The pitch is always the same. A vendor shows a demo, a developer runs a prototype, or a board member reads an article and asks why the company is not doing more with AI. The conversation turns to budget. Someone mentions API costs, which are low. The assumption forms that AI is cheap.
It is not cheap. The API costs are real, and they are low relative to the total cost of delivering something useful in production. That gap, between what the invoice shows and what it actually costs to build and operate AI responsibly, is where most AI programmes run into trouble.
This is not an argument against AI investment. It is an argument for counting the whole cost before you commit.
What is actually in the invoice
Start with the visible part.

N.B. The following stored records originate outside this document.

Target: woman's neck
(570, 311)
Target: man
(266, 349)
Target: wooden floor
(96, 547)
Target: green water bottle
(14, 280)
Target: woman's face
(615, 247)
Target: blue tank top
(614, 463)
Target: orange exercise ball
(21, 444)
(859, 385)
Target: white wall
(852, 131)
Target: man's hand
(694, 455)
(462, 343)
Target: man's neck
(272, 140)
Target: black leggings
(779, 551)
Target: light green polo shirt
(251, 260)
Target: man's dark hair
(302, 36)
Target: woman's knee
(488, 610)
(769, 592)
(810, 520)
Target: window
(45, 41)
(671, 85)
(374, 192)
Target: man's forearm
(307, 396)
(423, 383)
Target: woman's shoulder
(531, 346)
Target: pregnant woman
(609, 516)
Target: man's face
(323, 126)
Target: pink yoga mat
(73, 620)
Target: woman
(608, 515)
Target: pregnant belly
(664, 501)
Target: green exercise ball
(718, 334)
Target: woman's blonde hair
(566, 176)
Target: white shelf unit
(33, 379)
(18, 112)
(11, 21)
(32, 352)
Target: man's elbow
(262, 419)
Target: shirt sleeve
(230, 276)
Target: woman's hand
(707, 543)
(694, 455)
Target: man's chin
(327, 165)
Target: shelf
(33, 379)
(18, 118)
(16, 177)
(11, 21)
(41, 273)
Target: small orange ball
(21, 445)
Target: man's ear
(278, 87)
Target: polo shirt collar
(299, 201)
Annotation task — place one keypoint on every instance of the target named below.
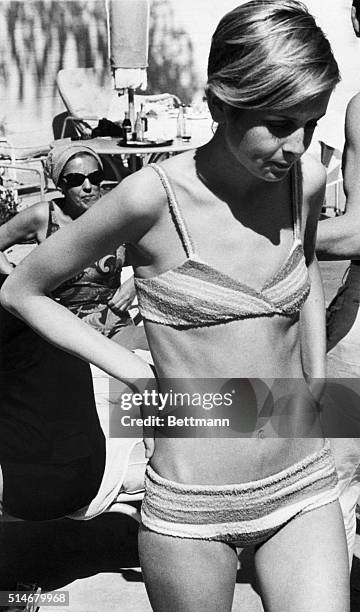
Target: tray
(146, 143)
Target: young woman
(228, 285)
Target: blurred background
(39, 37)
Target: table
(109, 146)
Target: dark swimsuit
(87, 294)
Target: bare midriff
(265, 353)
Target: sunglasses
(75, 179)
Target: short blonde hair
(270, 54)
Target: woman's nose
(86, 185)
(295, 144)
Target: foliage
(39, 37)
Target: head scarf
(59, 156)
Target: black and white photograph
(180, 305)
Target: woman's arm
(312, 318)
(339, 237)
(124, 214)
(26, 225)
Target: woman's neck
(217, 167)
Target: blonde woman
(229, 287)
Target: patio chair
(18, 162)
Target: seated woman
(54, 459)
(93, 294)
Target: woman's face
(268, 143)
(85, 194)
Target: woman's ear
(216, 107)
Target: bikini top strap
(175, 210)
(297, 198)
(53, 225)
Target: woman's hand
(149, 409)
(5, 265)
(123, 297)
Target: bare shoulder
(352, 120)
(314, 182)
(141, 194)
(34, 218)
(314, 176)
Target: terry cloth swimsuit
(52, 448)
(194, 294)
(88, 293)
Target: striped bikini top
(194, 294)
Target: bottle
(127, 127)
(138, 128)
(144, 119)
(180, 121)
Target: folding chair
(88, 99)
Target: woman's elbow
(11, 296)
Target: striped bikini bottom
(240, 515)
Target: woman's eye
(280, 127)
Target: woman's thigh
(187, 575)
(304, 567)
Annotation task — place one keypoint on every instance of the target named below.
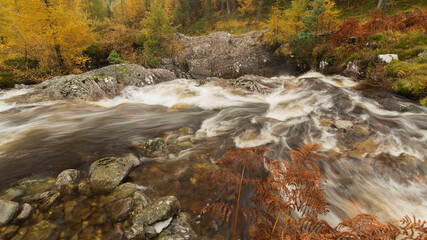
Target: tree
(381, 4)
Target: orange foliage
(378, 22)
(277, 188)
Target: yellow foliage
(49, 31)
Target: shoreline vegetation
(325, 35)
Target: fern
(276, 189)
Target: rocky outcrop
(224, 55)
(8, 211)
(107, 173)
(94, 85)
(126, 212)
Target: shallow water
(379, 172)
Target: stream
(375, 163)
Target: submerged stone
(66, 182)
(42, 231)
(120, 209)
(8, 211)
(107, 173)
(161, 209)
(25, 212)
(12, 194)
(180, 228)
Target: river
(375, 165)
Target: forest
(213, 119)
(41, 39)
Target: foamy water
(295, 111)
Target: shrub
(114, 58)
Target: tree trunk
(228, 7)
(382, 4)
(123, 11)
(59, 55)
(259, 11)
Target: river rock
(8, 211)
(120, 209)
(154, 148)
(45, 199)
(181, 227)
(35, 186)
(387, 58)
(412, 108)
(140, 198)
(161, 209)
(8, 232)
(224, 55)
(107, 173)
(354, 70)
(362, 130)
(25, 212)
(41, 231)
(66, 182)
(12, 194)
(106, 82)
(342, 124)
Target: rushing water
(376, 167)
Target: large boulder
(107, 173)
(8, 211)
(106, 82)
(182, 227)
(224, 55)
(67, 181)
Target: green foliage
(304, 41)
(157, 39)
(6, 80)
(114, 58)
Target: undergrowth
(284, 200)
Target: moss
(408, 78)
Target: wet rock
(34, 186)
(8, 232)
(120, 209)
(342, 124)
(25, 212)
(66, 182)
(161, 209)
(12, 194)
(42, 231)
(154, 148)
(94, 85)
(8, 211)
(185, 131)
(250, 83)
(248, 135)
(412, 108)
(354, 70)
(150, 232)
(105, 174)
(387, 58)
(45, 200)
(182, 227)
(116, 233)
(136, 232)
(180, 107)
(125, 190)
(224, 55)
(140, 198)
(362, 130)
(84, 188)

API token costs are real and worth tracking. The problem is that they are easy to quote, easy to forecast, and easy to compare, so they dominate the budget conversation. A prototype that costs £40 a month in tokens sounds trivially cheap. The question is what it costs to get that prototype to production and keep it there.
Token costs vary by model tier, by input vs output ratio, and by how well the system is designed to avoid unnecessary inference. A poorly designed RAG pipeline with large context windows on every query can cost 10x more than a well-designed one doing the same job. The engineering to design it well is not free. That cost lives below the waterline.
The hidden costs, one by one
Engineering time
This is consistently the largest single cost in any AI programme. The activities that consume it: prompt engineering and evaluation (more rigorous than it sounds), integration with existing systems and data sources, building evaluation harnesses to measure output quality, and iterating when the model changes or the use case scope shifts.
A rule of thumb, based on building and observing multiple AI integrations: for every pound spent on inference, expect to spend four to ten pounds on engineering, depending on how production-grade the system needs to be. Higher for regulated industries, lower for low-stakes internal tools.
Rework and iteration
AI systems do not behave like traditional software. A model update from a vendor can change output characteristics without warning. A dataset distribution shift changes accuracy. A use case that worked in a demo does not work on the messy real-world data. These are not edge cases. They are the normal operating environment, and they generate engineering time that was not budgeted.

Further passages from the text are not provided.